Le mal est-il profond ou ne s’agit-il que d’un énième remède à une difficulté de vivre bien humaine, caractéristique de ce mammifère bipède doté d’un cortex surdimensionné dont il ne sait pas toujours quoi faire, préférant l’imbiber d’alcool ou d’idioties visuelles, l’enfumer aux psychotropes ou aux discours démagogiques plutôt que de s’en servir à poétiser le monde, le rendre meilleur voire le sauver de la démesure mortifère de sa part sombre, avec son cortège de destructions humaines et naturelles?
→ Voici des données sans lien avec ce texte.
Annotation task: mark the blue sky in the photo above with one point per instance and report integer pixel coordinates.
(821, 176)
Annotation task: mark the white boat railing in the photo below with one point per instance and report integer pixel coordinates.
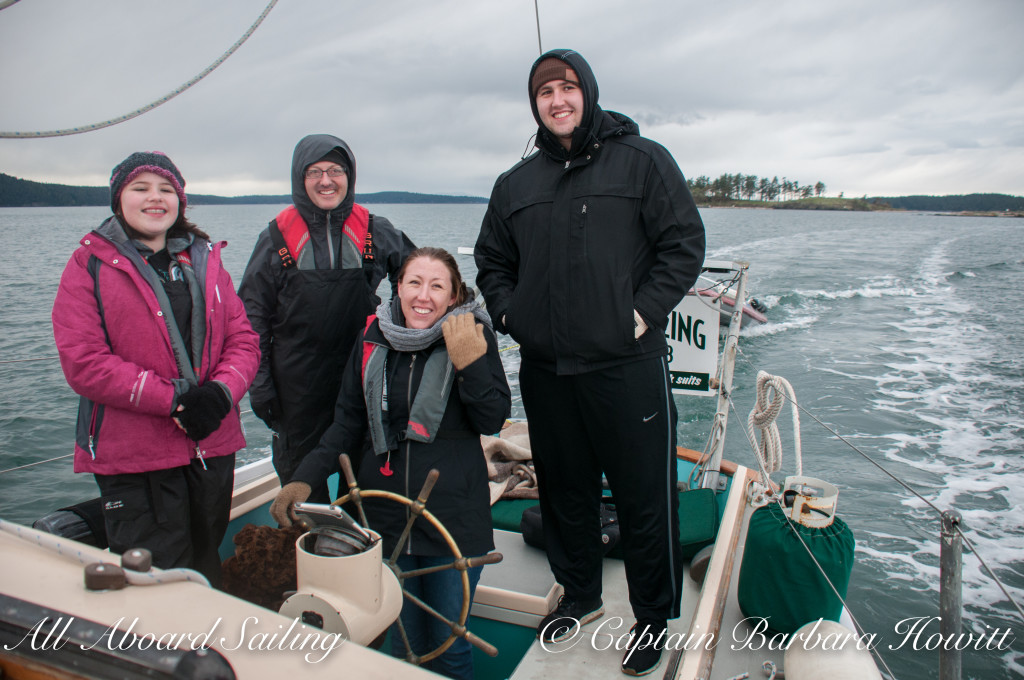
(711, 477)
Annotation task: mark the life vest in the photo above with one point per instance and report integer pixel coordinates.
(293, 236)
(428, 406)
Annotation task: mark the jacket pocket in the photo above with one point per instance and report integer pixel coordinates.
(125, 506)
(90, 417)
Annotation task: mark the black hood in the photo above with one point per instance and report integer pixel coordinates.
(595, 123)
(310, 150)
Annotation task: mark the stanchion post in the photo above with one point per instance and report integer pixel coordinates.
(950, 594)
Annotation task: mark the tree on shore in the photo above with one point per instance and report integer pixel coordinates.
(744, 187)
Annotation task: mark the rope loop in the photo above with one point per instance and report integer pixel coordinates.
(772, 393)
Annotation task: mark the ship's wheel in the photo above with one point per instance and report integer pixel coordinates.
(417, 509)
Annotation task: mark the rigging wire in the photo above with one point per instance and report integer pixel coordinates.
(537, 12)
(153, 104)
(924, 500)
(36, 358)
(775, 499)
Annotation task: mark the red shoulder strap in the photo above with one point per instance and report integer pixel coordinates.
(293, 228)
(368, 347)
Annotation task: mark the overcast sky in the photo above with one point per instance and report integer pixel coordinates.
(877, 97)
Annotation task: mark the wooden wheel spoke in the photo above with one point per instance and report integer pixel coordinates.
(417, 509)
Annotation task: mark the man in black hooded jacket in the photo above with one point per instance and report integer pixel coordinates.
(585, 249)
(308, 288)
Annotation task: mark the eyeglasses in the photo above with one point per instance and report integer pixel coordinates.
(316, 173)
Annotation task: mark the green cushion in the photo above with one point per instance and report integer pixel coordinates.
(778, 581)
(506, 514)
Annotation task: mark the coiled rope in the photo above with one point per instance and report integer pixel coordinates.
(150, 107)
(772, 393)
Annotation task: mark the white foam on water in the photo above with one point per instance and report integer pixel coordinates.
(937, 381)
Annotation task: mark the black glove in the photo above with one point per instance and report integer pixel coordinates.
(202, 409)
(266, 411)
Quand les jours s’allongent et que le tram traverse des paysages qui brillent, magnifiés par un soleil naissant qui règne de nouveau en maître dans le ciel de notre coin de pays, les têtes se détournent de plus en plus du prolongement de leurs doigts impatients, le gadget électronique est laissé au repos au fond d’une poche ou ne sert plus que de relais à une musique choisie pour débuter la journée de la plus agréable des manières; de souriantes discussions s’ébauchent, même si les esprits semblent encore embués de sommeil.
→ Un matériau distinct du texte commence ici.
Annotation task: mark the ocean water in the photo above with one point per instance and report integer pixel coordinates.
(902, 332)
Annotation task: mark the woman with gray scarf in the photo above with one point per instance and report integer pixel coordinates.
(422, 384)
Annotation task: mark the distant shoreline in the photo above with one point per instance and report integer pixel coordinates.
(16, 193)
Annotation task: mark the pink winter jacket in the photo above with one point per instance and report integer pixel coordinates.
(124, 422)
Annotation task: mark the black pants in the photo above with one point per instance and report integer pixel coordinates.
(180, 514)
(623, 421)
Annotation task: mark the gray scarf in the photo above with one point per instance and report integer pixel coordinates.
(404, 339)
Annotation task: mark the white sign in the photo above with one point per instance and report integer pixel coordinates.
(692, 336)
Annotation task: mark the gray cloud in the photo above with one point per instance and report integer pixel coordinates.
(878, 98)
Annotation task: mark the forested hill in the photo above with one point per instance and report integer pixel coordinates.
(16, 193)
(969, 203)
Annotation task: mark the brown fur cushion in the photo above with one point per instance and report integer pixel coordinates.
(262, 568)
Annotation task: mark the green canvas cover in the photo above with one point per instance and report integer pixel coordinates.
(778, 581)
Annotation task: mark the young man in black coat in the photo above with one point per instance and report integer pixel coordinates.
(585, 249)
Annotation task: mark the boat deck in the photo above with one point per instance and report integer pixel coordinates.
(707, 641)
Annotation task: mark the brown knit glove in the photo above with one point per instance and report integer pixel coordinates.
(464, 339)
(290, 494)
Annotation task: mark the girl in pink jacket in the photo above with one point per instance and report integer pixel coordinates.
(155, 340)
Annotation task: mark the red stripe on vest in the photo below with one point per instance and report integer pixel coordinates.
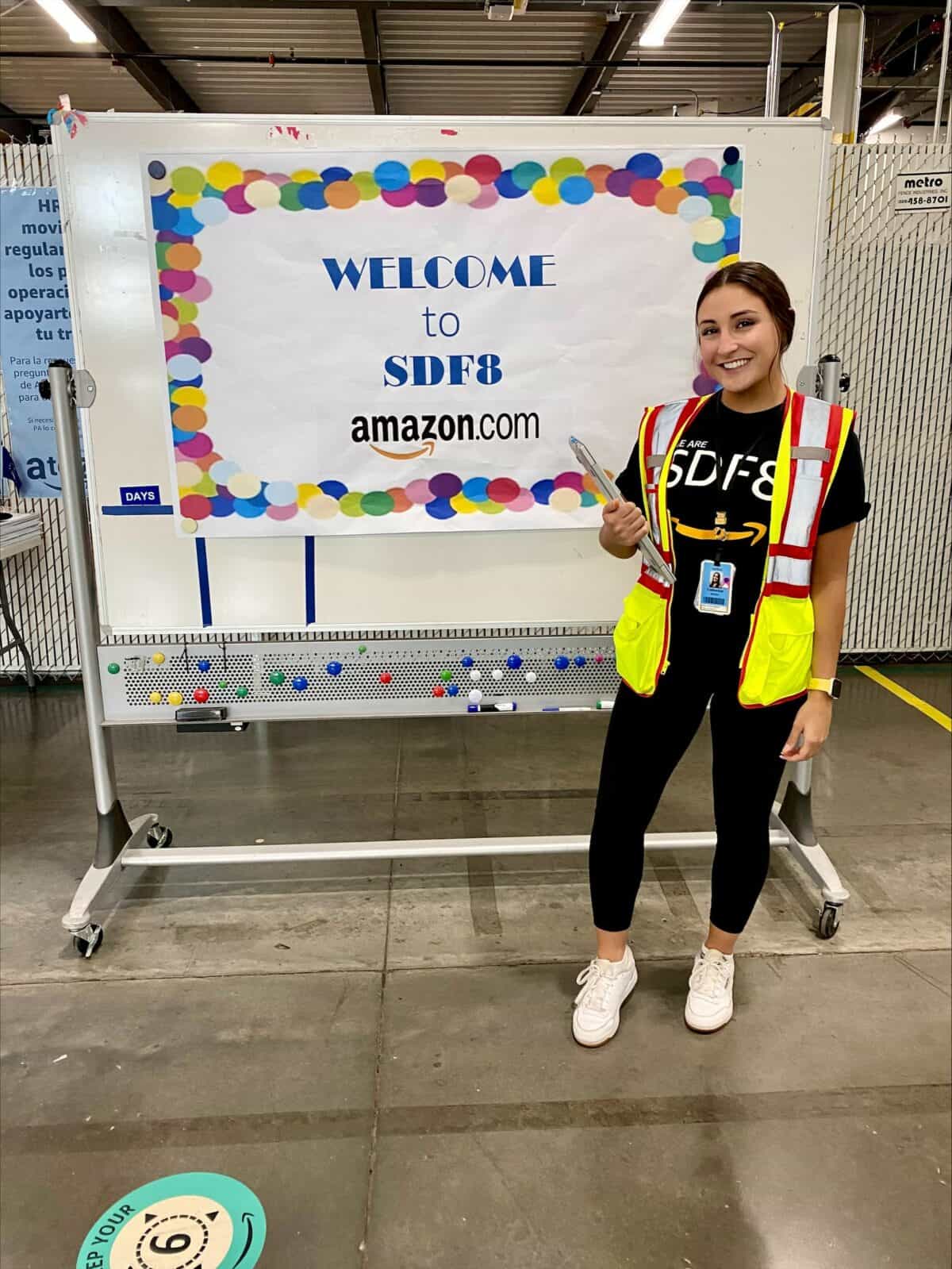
(791, 552)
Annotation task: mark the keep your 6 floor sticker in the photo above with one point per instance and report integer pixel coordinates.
(190, 1221)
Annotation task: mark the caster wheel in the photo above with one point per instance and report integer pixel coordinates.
(829, 921)
(88, 944)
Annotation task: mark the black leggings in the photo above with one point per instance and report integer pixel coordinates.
(647, 739)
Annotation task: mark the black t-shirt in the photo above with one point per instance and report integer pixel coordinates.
(723, 448)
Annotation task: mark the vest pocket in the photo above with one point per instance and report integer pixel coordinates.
(639, 639)
(782, 650)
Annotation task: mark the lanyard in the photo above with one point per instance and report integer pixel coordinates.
(727, 495)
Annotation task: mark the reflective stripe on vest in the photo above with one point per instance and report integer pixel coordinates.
(816, 436)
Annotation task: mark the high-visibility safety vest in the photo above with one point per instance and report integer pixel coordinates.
(778, 652)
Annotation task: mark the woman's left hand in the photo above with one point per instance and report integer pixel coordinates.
(814, 722)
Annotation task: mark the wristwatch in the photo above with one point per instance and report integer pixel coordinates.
(831, 686)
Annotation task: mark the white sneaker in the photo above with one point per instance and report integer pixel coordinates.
(607, 985)
(711, 991)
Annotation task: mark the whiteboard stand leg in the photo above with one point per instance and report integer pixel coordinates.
(113, 833)
(797, 817)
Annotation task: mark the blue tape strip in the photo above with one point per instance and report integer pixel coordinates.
(310, 601)
(154, 509)
(203, 589)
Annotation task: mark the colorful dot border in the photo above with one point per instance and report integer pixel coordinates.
(704, 194)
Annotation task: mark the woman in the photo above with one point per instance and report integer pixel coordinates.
(753, 497)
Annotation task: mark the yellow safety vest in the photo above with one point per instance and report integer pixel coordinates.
(778, 654)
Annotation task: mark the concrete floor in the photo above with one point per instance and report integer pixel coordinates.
(382, 1051)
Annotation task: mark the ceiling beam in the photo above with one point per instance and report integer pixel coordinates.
(370, 38)
(613, 46)
(117, 34)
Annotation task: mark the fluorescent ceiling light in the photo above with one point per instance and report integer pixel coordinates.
(662, 21)
(884, 122)
(70, 21)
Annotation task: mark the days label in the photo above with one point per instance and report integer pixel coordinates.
(139, 495)
(923, 192)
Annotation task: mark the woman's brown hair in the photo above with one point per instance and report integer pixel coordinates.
(765, 283)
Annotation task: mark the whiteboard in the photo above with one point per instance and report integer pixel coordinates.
(150, 580)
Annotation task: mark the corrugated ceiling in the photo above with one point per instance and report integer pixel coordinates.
(647, 84)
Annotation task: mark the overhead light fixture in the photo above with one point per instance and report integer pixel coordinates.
(886, 121)
(70, 21)
(662, 21)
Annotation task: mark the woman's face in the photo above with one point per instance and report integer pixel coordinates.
(738, 338)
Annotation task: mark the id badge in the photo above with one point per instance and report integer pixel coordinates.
(715, 588)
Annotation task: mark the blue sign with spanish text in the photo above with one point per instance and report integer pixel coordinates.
(36, 328)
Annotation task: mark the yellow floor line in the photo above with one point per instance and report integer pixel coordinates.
(916, 702)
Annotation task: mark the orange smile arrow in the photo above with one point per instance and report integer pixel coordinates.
(428, 447)
(752, 529)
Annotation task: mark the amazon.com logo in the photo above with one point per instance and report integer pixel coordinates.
(412, 436)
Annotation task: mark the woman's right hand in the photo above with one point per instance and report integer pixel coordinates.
(622, 525)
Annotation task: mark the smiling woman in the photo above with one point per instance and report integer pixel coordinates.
(753, 495)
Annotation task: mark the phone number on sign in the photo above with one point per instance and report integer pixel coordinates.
(937, 201)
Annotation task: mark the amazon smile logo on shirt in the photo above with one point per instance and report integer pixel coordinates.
(752, 529)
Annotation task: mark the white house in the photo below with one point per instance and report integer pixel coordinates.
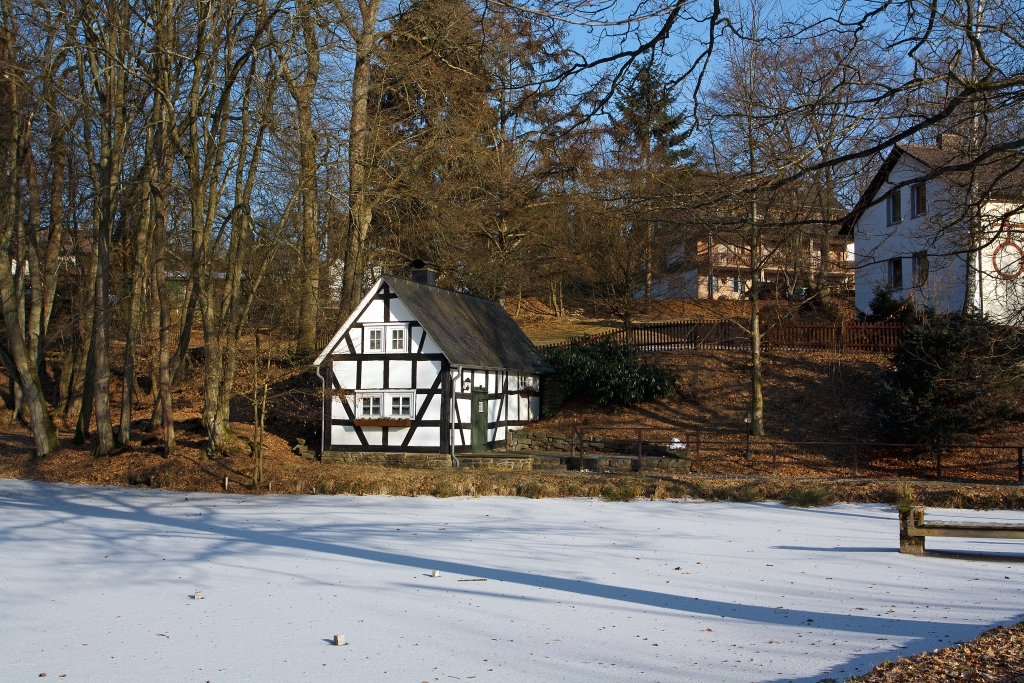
(421, 369)
(911, 229)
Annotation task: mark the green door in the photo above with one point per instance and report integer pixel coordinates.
(479, 421)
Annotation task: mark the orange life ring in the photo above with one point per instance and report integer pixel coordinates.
(1020, 260)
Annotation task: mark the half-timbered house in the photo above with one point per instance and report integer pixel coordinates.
(420, 369)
Comme les journaux gratuits il y a quelques années, c’est bientôt au tour des téléphones portables d’être passés de mode: la femme et l’homme modernes gardent cette propension immémoriale et infantile à ne rater aucun effet de mode, avant de s’en débarrasser aussi vite qu’ils l’avaient embrassé, pour se précipiter sur une nouveauté qui ne sera jamais bien longtemps la dernière.
Nous sommes de drôles d’animaux, à la fois inconsistants et attachants, capables de robotiser et de numériser de plus en plus notre quotidien, mais qui restons tributaires de notre nature espiègle, curieuse, conviviale et grégaire!